His other recent returns haven't turned out so well. He hasn't been a factor in forever. He hasn't won a major since 2008, although he did earn his 11th PGA Player of the Year award four years ago, when he hoisted five trophies. And now people are saying he looks to be in good form. He's hitting the ball a long way, which was his trademark. So who knows? Maybe it's just a matter of time until he does something noteworthy.

Which, given the feeding frenzy/hype that anything he does or might do attracts, could be making back-to-back birdies.

Yet even if it's back-to-back bogeys, the world will be monitoring each swing. It's what we do. Because we want it to somehow be the way it was, which of course it probably can't.

He moved the needle, to places it's never been before. Phil Mickelson was the only other guy in his era who came close. But he's five years older, and hasn't won anything since the 2013 British Open. So there's that.

We need Tiger on that wall. We want him on that wall. But it might be too late.

Still, you don't want the enduring picture of him to be that mug shot on Memorial Day when he was arrested in the middle of the night near his Florida home for driving under the influence. He later pleaded guilty to a lesser charge, which allowed him to avoid jail time. Maybe that's all behind him. We're about to find out, once more. For better, or more of the same.

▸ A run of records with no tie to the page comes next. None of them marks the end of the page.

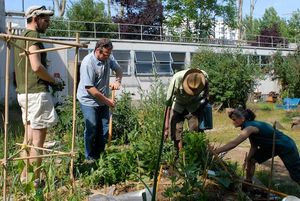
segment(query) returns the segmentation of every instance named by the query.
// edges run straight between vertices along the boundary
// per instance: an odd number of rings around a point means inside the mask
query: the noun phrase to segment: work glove
[[[60,77],[55,77],[54,80],[54,83],[51,85],[53,92],[62,91],[66,86],[63,79],[61,79]]]

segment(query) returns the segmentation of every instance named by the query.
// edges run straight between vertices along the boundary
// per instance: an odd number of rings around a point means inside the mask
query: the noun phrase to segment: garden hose
[[[160,145],[159,145],[159,151],[158,151],[158,158],[156,162],[156,167],[155,167],[155,172],[154,172],[154,184],[153,184],[153,193],[152,193],[152,199],[151,201],[156,200],[156,190],[157,190],[157,181],[158,181],[158,172],[159,172],[159,165],[160,165],[160,160],[161,160],[161,155],[162,155],[162,150],[164,146],[164,139],[165,139],[165,121],[168,113],[168,107],[165,109],[165,116],[164,116],[164,123],[163,123],[163,129],[162,129],[162,135],[160,139]]]

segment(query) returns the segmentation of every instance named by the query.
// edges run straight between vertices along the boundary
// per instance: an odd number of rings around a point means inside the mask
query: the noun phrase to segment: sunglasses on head
[[[47,8],[46,8],[46,6],[41,6],[41,7],[38,7],[38,8],[36,8],[36,9],[33,9],[33,10],[31,11],[31,13],[33,13],[33,12],[36,11],[36,10],[47,10]]]

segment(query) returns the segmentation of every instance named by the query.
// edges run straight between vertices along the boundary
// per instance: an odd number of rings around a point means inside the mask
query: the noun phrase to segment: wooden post
[[[29,49],[29,41],[26,41],[26,51]],[[26,55],[25,59],[25,143],[28,145],[28,65],[29,65],[29,57]],[[29,156],[28,150],[25,149],[26,156]],[[26,160],[26,183],[28,183],[28,167],[29,167],[29,159]]]
[[[76,43],[79,43],[79,33],[76,33]],[[76,86],[77,86],[77,72],[78,72],[78,50],[75,50],[74,59],[74,80],[73,80],[73,129],[72,129],[72,147],[71,147],[71,164],[70,164],[70,177],[72,181],[73,191],[75,190],[74,170],[74,148],[75,148],[75,134],[76,134]]]
[[[115,100],[115,93],[116,93],[116,90],[112,90],[111,91],[111,99],[114,101]],[[111,109],[111,114],[110,114],[110,117],[109,117],[109,127],[108,127],[108,146],[110,146],[111,144],[111,140],[112,140],[112,111],[113,109]]]
[[[11,23],[9,23],[9,34]],[[7,126],[9,120],[9,66],[10,66],[10,44],[6,41],[6,65],[5,65],[5,114],[4,114],[4,163],[3,163],[3,200],[6,200],[6,177],[7,177]]]

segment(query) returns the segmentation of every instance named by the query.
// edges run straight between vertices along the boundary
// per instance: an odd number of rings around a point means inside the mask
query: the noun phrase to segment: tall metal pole
[[[243,21],[243,0],[239,0],[239,15],[238,15],[238,25],[239,25],[239,40],[242,39],[242,21]]]
[[[0,33],[5,32],[5,3],[4,0],[0,0]]]

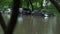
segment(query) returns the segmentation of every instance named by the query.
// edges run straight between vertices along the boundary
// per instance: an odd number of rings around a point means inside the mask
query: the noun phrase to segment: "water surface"
[[[10,16],[3,14],[6,24]],[[60,34],[60,17],[41,17],[31,15],[20,15],[14,29],[14,34]],[[0,34],[3,30],[0,26]]]

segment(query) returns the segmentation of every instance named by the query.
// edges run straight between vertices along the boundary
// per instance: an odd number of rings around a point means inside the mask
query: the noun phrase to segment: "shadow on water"
[[[9,15],[4,15],[6,22],[9,21],[9,18]],[[57,18],[20,15],[14,34],[57,34],[57,30],[59,30]],[[2,33],[1,28],[0,33]]]

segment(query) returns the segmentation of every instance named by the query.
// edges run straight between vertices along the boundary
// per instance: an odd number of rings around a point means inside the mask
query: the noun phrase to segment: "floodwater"
[[[6,24],[10,19],[7,14],[3,15]],[[14,29],[14,34],[60,34],[60,17],[40,17],[31,15],[20,15]],[[0,26],[0,34],[3,29]]]

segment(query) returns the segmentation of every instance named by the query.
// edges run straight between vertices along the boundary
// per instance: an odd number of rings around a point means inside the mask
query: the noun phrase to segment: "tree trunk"
[[[1,27],[2,27],[2,29],[3,29],[3,31],[4,31],[4,33],[6,33],[6,28],[7,28],[7,26],[6,26],[6,24],[5,24],[5,21],[4,21],[3,16],[2,16],[1,13],[0,13],[0,24],[1,24]]]
[[[5,34],[13,34],[19,14],[19,4],[20,4],[20,0],[13,0],[12,15]]]
[[[58,2],[55,1],[55,0],[50,0],[50,1],[56,7],[56,9],[58,10],[58,12],[60,13],[60,5],[58,4]]]

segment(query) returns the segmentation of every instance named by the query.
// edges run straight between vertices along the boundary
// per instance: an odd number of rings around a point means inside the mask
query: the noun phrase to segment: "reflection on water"
[[[1,26],[0,26],[0,34],[4,34]]]
[[[4,17],[8,16],[4,15]],[[5,18],[5,21],[9,20],[9,18],[10,17]],[[20,15],[14,34],[57,34],[56,32],[59,29],[57,23],[57,17]],[[1,32],[2,31],[0,31],[0,33]]]

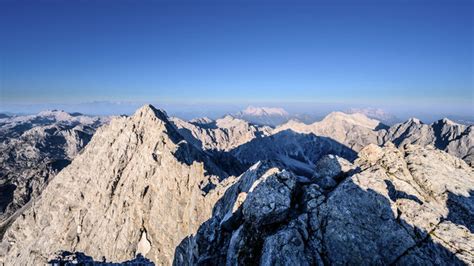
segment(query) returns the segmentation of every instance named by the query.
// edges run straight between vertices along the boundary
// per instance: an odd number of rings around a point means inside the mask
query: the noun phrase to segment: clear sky
[[[473,107],[474,1],[0,0],[0,104]]]

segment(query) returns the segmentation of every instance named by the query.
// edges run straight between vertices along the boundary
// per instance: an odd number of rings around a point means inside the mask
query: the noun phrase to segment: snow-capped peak
[[[288,112],[278,107],[254,107],[249,106],[241,112],[243,115],[251,116],[288,116]]]
[[[69,113],[62,110],[47,110],[38,113],[38,116],[53,117],[58,121],[69,121],[74,119]]]

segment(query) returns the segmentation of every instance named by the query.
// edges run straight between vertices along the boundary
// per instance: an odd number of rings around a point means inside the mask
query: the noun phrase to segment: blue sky
[[[469,113],[473,10],[470,0],[1,0],[0,105],[442,104]]]

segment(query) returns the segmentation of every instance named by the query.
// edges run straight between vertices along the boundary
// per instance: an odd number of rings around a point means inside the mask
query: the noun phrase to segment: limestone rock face
[[[285,220],[295,185],[295,178],[285,171],[259,179],[244,201],[244,219],[255,227]]]
[[[388,127],[361,113],[333,112],[322,121],[309,125],[290,120],[276,127],[273,134],[284,130],[312,133],[333,139],[357,152],[369,144],[384,145],[388,142],[397,147],[405,144],[431,145],[473,166],[473,128],[472,125],[458,124],[446,118],[432,124],[424,124],[416,118],[411,118],[404,123]]]
[[[323,156],[316,163],[312,180],[322,189],[335,187],[355,166],[344,158],[336,155]]]
[[[260,265],[310,265],[305,259],[301,234],[289,228],[268,236],[263,243]]]
[[[288,217],[295,185],[295,176],[274,163],[256,163],[227,185],[212,217],[176,248],[174,264],[234,265],[258,260],[252,253],[254,245],[248,242],[258,244],[261,233],[256,230]],[[242,260],[236,255],[240,252],[247,254]]]
[[[107,121],[107,117],[63,111],[1,118],[0,227],[38,196],[48,180],[67,166]]]
[[[217,196],[207,187],[226,177],[164,112],[144,106],[101,127],[11,224],[0,262],[40,265],[70,250],[112,261],[144,253],[168,264],[180,241],[210,216]]]
[[[431,145],[463,159],[474,166],[474,127],[461,125],[449,119],[441,119],[431,125],[416,118],[393,125],[380,132],[384,142],[397,146],[405,144]]]
[[[319,176],[340,171],[334,159],[328,156],[318,163]],[[254,168],[268,169],[264,165]],[[464,161],[433,147],[369,145],[359,153],[355,168],[346,169],[333,187],[295,179],[290,190],[266,186],[273,183],[269,180],[280,180],[284,170],[265,175],[254,169],[253,178],[244,174],[187,243],[193,253],[180,253],[175,264],[181,265],[186,256],[193,265],[474,264],[474,174]],[[244,180],[254,182],[250,187],[255,190],[246,190],[240,205],[244,215],[234,217],[229,226],[222,222],[224,213],[231,212]],[[252,194],[262,202],[253,210],[266,217],[275,212],[259,209],[271,206],[267,202],[274,198],[287,199],[288,191],[290,207],[282,205],[289,210],[284,218],[274,216],[267,224],[257,214],[245,215],[253,206]]]
[[[172,118],[172,122],[186,140],[203,150],[229,151],[254,138],[268,136],[272,130],[230,115],[216,121],[201,119],[186,122]]]
[[[339,185],[318,210],[328,262],[473,263],[469,166],[413,145],[403,151],[369,146],[360,157],[362,172]],[[457,207],[450,198],[456,198]]]

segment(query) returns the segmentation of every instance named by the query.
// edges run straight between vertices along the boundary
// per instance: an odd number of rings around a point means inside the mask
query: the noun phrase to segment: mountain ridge
[[[14,261],[28,263],[44,263],[45,257],[64,249],[116,261],[134,257],[138,250],[153,261],[171,261],[170,246],[210,210],[203,207],[211,204],[205,199],[212,198],[204,197],[206,186],[226,177],[214,167],[181,138],[164,112],[144,106],[97,131],[23,213],[28,218],[12,223],[3,237],[3,252],[18,254]],[[186,202],[188,198],[192,201]],[[181,212],[180,205],[189,206],[189,213]],[[180,220],[181,226],[172,226]],[[33,231],[24,238],[21,230],[26,228]],[[14,240],[18,237],[22,241]],[[144,247],[132,241],[143,237]],[[98,242],[103,245],[97,248]],[[27,248],[31,243],[42,248]],[[6,258],[4,263],[13,262]]]
[[[152,105],[116,117],[4,228],[0,262],[61,250],[175,265],[472,261],[474,171],[461,160],[472,127],[340,118],[322,136]],[[334,130],[355,135],[345,144]]]

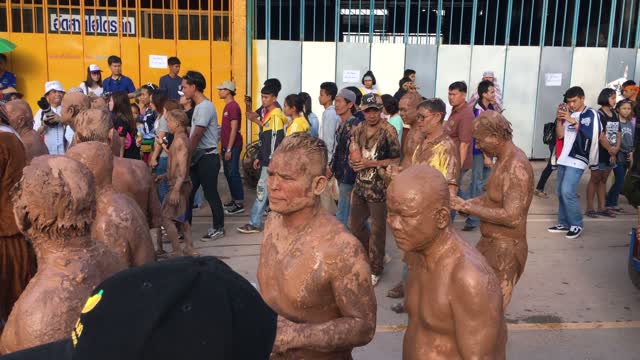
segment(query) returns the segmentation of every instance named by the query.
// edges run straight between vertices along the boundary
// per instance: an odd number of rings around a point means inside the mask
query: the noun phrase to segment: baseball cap
[[[336,94],[336,97],[338,96],[349,101],[350,103],[356,103],[356,94],[354,94],[353,91],[349,89],[340,89],[340,91],[338,91],[338,93]]]
[[[365,111],[369,108],[381,109],[382,105],[378,103],[376,99],[376,94],[366,94],[362,97],[362,102],[360,103],[360,110]]]
[[[4,95],[5,99],[9,99],[11,97],[11,95],[13,95],[13,94],[17,95],[18,99],[22,99],[22,97],[23,97],[23,94],[21,92],[19,92],[18,90],[16,90],[12,86],[2,90],[2,94]]]
[[[102,72],[102,70],[100,70],[100,67],[98,65],[96,65],[96,64],[89,65],[89,71],[90,72],[97,72],[97,71]]]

"I've come out on the other side, and I feel fantastic," Woods said earlier this week. "A lot of friends have helped me. I didn't realize how bad my back was. It's hard to imagine I was living that way. I don't have (physical) issues any more …

"I missed playing golf for fun. I didn't realize (how bad it was) because it's been a slow, degrading process. I thought I was playing halfway decent, and I've looked back on it and, man, I didn't even have much at all.

"I'm just looking forward to having a better understanding of where I'm at."

As is the rest of the of the free world. Chances are he can never be that Tiger again. Too much has happened; so much time has passed. But maybe he can contend in a tournament or two over the next whatever.

Or perhaps even win one, which would be the 80th victory of his career and two short of Sam Snead's all-time record. And if he did, how big do you think those headlines would be? Because there's no such thing as too much Tiger. And if he could ever win another major, it would be more seismic than Nicklaus at the 1986 Masters. Which of course seems near-impossible.

There was a time when Tiger's pursuit of Jack's 18 Grand Slam titles was the only chase that mattered. A decade ago, I would have gone all-in on Eldrick. How was I to know life would get in the way? Now I'd just like to see him be a reasonable facsimile of his former self, though even that's probably asking too much. For the better part of two decades, it was his domain. He ruled the landscape. And much of the time it wasn't even a fair fight. Now people get excited if he can play 18 holes without pain and break par. That's the reality.

As fans, we can only hope that's not all there is. In the meantime, follow away. It beats the stuffing out of anything else that golf's silly season has to offer.

It's not as if going down as the second-best golfer in history is the end of the world. Right?